When Helga Flatland’s A Modern Family was published in 2017, she was already an established name in Norway. Her debut novel Stay If You Can. Leave if You Must from 2010 had been awarded the Tarjei Vesaas First Book Price, and A Modern Family went on to win her the Bookseller’s Prize. Translated by Rosie Hedger for Orenda Books, this is the 34-year-old’s first novel to be published in English.
The book details the lives of the adult siblings Liv, Ellen and Håkon in the aftermath of their parents’ divorce, which turns out to have massive repercussions for the three fully-grown yet deeply self-centred children. Liv, 40, has moulded her life on how she perceived her parents’ marriage to be, and their late divorce therefore feels like a betrayal of an ideal she has strived for all her adult life.
Ellen is in her late thirties and desperately trying to have a child. To her, the divorce comes to represent the dissolution of what she is seeking with increasing amounts of tortured anguish – a nuclear family with children. Håkon, who despite being 30 is still considered the child of the family, is critical of monogamous relationships and therefore initially seems strangely relaxed about his parents’ sudden split.
Flatland lets the perspective switch between the three siblings, which gives her an interesting opportunity to explore how they feel differently about the divorce – and each other. Liv withdraws and gets marital problems of her own, while the burden of childlessness suddenly weighs twice as heavy on Ellen, and soon Håkon starts doubting his own propaganda about the benefits of free love.

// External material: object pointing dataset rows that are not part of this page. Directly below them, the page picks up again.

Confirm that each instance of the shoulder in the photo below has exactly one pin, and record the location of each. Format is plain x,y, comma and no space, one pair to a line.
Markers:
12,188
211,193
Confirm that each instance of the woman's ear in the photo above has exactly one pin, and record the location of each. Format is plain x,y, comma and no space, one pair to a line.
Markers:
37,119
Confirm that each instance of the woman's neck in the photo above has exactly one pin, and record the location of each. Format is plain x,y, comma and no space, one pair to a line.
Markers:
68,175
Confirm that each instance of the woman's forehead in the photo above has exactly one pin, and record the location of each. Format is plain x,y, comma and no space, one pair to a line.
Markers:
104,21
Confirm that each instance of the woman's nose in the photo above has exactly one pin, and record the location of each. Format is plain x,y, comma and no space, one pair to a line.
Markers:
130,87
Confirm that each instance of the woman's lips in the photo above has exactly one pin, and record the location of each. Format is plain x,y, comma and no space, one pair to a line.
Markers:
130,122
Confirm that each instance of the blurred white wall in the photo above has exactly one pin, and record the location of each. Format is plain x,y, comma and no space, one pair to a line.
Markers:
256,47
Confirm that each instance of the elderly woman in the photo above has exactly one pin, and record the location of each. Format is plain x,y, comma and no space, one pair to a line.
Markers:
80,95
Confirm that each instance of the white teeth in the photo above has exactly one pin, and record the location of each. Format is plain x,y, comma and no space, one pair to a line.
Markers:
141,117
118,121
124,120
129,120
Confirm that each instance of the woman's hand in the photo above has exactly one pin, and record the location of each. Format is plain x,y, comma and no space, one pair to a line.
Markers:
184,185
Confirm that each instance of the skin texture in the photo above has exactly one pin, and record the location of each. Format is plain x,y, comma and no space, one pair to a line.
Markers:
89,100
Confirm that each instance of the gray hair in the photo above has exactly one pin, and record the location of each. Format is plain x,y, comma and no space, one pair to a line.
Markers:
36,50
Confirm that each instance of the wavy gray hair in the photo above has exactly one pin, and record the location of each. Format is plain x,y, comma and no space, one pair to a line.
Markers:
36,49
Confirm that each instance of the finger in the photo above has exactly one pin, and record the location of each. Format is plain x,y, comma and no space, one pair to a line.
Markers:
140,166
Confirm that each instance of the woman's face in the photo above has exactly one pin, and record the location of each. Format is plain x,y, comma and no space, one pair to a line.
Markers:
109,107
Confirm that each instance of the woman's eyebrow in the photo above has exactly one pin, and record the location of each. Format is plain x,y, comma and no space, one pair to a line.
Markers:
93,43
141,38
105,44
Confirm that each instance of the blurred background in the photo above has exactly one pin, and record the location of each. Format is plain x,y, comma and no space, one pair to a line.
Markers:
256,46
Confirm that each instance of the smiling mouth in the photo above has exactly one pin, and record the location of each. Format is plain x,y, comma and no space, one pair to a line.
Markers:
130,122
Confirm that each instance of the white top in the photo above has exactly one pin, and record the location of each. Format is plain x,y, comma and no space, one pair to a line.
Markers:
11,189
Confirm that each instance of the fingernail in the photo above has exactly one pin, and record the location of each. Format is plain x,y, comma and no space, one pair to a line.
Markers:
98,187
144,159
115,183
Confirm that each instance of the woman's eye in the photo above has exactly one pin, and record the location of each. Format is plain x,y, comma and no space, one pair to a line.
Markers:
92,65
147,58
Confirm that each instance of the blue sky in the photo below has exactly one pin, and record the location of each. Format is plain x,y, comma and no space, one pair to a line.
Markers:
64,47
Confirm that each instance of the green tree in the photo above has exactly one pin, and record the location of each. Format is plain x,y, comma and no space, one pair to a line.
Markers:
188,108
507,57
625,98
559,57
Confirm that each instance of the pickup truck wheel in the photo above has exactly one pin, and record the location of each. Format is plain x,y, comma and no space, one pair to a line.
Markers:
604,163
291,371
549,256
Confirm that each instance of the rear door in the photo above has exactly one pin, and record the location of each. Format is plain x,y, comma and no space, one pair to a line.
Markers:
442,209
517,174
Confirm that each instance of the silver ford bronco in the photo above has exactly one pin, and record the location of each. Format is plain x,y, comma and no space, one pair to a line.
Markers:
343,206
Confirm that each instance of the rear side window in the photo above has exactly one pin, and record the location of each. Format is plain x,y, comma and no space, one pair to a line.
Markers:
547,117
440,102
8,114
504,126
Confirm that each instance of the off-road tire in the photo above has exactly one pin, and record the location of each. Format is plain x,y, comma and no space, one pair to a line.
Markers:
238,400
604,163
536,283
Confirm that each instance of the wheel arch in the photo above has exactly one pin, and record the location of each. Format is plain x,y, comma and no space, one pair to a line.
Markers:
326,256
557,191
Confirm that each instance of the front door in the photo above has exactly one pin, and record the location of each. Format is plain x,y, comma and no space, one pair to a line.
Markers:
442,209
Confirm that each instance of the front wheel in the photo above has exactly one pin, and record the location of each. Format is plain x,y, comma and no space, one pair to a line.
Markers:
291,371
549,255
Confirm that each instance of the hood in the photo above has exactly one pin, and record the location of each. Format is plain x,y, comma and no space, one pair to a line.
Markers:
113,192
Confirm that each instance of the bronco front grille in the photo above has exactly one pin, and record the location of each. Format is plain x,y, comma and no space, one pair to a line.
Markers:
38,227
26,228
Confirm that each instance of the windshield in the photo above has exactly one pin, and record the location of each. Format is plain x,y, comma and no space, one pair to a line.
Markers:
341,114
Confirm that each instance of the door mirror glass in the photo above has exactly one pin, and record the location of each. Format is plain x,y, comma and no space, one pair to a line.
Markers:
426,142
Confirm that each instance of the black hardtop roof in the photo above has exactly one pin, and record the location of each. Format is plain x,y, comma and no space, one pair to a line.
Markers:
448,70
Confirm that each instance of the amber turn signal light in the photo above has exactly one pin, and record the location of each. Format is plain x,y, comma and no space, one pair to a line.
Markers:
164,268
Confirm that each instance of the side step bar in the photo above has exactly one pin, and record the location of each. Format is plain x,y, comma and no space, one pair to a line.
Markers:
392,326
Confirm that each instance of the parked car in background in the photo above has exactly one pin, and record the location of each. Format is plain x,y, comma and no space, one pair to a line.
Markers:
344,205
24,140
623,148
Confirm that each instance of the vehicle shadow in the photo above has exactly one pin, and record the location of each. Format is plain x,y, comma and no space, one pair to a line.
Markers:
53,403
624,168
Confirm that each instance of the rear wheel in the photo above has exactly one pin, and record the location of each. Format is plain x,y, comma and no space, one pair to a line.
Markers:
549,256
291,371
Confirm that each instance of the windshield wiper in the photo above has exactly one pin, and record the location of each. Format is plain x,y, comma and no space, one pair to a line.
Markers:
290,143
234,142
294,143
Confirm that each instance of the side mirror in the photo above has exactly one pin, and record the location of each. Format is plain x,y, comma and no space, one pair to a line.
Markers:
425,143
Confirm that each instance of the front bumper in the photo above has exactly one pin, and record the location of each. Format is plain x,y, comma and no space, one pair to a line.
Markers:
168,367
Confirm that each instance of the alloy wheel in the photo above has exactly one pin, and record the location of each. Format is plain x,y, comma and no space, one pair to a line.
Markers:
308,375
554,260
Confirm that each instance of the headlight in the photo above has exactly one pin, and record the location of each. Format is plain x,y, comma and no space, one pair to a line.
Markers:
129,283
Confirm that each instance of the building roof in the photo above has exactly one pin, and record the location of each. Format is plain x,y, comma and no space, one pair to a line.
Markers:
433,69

Not much fiction has been written about how divorce affects adult children, and this premise, together with the sibling’s shared perspective, invites a nuanced exploration of what goes unsaid in close relationships. However, this potential is lost due to Flatland’s habit of spelling out the characters’ thoughts and feelings clearly and unmistakably: ‘I often think of how different our childhoods have been and how it’s affected us’, Ellen thinks at one point while sitting next to Håkon, but this thought, as with most of the thoughts or meditations in the book, is not left unpacked for long.

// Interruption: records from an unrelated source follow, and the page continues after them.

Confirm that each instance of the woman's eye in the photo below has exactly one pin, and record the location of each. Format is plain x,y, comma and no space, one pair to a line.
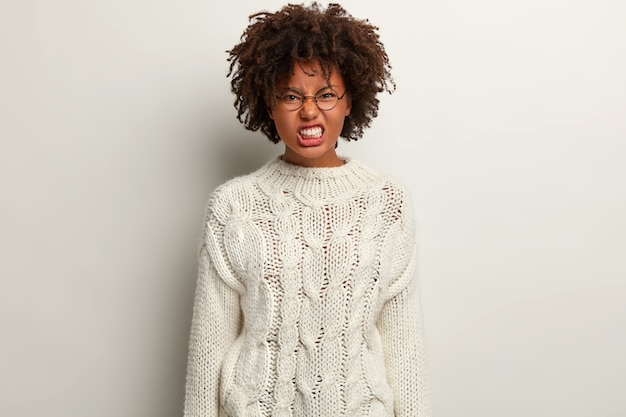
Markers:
327,95
291,97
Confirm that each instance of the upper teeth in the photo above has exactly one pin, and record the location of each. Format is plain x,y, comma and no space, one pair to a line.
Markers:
311,132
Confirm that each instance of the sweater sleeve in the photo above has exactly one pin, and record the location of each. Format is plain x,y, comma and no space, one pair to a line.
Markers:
215,325
400,326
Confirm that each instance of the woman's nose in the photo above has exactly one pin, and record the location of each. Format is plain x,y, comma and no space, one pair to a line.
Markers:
309,108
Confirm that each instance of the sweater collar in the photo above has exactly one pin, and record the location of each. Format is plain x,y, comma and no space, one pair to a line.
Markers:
312,184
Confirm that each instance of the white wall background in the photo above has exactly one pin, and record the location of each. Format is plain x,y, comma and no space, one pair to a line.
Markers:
509,126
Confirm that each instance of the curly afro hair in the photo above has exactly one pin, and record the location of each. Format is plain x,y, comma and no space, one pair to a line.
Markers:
272,43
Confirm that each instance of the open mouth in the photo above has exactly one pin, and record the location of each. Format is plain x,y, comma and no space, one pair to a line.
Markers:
311,133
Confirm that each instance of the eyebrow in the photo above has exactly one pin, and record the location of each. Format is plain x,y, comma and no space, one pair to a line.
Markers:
331,86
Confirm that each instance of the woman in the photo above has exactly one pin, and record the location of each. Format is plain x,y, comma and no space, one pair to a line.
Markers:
306,303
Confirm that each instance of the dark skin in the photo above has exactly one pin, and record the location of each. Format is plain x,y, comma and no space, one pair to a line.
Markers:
274,42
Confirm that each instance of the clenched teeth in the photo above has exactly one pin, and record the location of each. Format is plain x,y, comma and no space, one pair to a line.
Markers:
313,132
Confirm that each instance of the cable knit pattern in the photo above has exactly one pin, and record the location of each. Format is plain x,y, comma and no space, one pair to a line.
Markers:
306,303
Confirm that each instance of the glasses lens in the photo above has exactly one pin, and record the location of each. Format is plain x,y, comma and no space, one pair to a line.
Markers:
291,101
327,99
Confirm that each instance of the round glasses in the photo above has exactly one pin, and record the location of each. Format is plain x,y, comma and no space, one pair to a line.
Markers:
326,99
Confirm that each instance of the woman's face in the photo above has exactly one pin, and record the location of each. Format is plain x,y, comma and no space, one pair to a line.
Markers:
310,134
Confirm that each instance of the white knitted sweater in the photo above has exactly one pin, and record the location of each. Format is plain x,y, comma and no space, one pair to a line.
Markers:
306,304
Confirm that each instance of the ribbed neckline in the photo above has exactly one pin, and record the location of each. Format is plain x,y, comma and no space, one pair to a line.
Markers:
315,184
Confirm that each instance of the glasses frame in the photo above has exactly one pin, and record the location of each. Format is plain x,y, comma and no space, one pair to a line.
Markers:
304,98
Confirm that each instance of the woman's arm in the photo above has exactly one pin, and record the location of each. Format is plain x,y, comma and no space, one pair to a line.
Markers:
215,325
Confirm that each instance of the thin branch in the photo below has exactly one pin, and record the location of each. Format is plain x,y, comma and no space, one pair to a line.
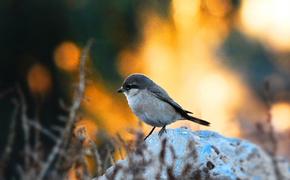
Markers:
11,135
25,126
43,130
77,99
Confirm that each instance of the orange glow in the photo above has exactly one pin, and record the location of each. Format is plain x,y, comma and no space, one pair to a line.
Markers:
115,116
67,55
218,7
281,116
39,79
268,20
86,129
180,56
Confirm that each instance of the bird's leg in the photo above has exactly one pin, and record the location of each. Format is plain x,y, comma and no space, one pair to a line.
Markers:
150,133
163,129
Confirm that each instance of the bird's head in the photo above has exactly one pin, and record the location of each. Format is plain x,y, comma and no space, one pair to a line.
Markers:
134,83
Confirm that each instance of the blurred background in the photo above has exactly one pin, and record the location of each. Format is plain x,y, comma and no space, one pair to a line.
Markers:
227,61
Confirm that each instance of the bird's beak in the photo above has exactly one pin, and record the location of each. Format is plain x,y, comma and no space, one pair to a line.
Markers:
120,90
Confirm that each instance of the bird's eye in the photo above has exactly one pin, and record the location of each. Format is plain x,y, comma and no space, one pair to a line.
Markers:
127,87
131,86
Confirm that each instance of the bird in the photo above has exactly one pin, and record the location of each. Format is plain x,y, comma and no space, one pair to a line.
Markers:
152,104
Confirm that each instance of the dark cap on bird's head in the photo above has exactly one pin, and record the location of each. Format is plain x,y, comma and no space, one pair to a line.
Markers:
135,81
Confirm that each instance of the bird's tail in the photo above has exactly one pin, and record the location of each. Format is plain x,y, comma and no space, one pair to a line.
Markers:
197,120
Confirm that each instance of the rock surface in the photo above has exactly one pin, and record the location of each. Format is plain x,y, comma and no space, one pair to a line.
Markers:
185,154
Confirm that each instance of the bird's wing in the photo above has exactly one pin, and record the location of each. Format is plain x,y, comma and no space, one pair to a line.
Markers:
161,94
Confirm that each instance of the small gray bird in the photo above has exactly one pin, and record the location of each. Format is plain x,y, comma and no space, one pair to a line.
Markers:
152,104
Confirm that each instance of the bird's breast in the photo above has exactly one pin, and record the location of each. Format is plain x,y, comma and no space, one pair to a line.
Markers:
151,110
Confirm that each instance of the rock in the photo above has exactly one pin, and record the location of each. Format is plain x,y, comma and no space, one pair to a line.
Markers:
185,154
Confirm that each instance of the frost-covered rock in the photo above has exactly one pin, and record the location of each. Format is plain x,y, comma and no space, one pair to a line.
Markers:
185,154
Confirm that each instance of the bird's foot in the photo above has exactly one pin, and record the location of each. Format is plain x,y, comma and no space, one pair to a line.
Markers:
163,129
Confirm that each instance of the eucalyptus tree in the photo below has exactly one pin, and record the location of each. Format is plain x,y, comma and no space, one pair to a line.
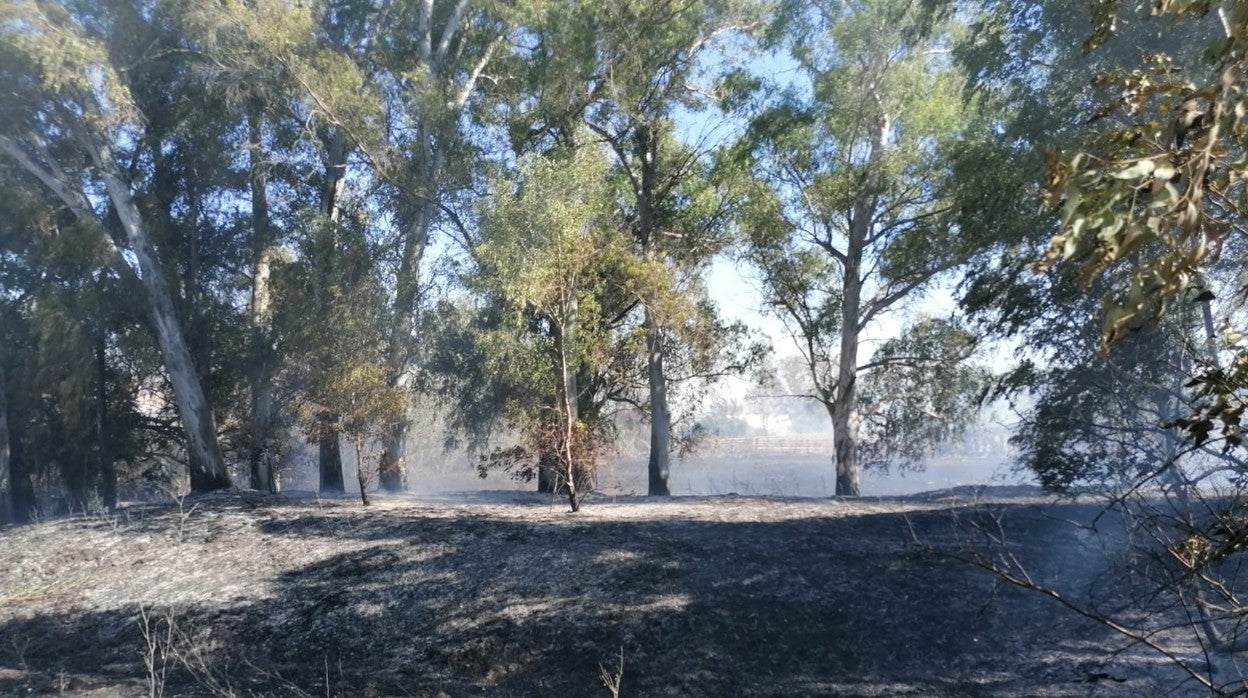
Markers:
1092,420
554,257
854,217
627,71
76,127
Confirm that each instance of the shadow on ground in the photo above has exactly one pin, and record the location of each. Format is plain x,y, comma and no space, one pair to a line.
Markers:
489,604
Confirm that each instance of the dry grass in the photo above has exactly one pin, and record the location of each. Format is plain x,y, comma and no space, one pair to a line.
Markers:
513,596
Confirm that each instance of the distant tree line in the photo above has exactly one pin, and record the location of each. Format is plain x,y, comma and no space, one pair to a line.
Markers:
235,225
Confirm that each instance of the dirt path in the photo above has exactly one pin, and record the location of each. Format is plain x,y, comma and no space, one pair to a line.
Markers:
512,596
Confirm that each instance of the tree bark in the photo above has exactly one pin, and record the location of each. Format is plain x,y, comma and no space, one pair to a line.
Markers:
660,417
659,466
330,445
104,455
844,406
567,398
260,373
392,466
6,490
206,463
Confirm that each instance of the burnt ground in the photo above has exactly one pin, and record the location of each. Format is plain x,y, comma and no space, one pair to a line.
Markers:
509,594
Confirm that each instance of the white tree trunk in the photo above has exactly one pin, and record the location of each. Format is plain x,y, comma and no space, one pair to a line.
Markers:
660,416
207,466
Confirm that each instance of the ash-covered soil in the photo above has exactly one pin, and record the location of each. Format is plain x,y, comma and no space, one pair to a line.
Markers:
513,596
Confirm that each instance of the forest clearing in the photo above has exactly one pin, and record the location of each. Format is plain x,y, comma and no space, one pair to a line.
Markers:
507,593
632,347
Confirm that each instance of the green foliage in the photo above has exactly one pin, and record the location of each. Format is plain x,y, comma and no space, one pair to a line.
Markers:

The text is full of sentences like ‘I remember feeling that there was something scary and unfamiliar yet simultaneously reassuring in her words’, and very little is left for the reader to feel or interpret. At first I thought this might have to do with translation choices, and that the simplicity of Flatland’s prose had been rendered just simple, but Rosie Hedger has done nothing but maintain Flatland’s direct style, and can hardly be blamed for the occasional hammy phrasing (‘This image graces my retinas on a regular basis’).
There are moments of real intimacy in the book, and they are mostly concerned with Ellen’s childlessness. When visiting her new flat, her father casually asks what the spare room will be used for, ‘not sensing what the room might be missing, ten square metres teeming with fragments of unspoken hopes and expectations. Oh, Dad.’ It is in rare moments like this that the loving dynamic of the family, so often described but never really shown, is given the space to shine through.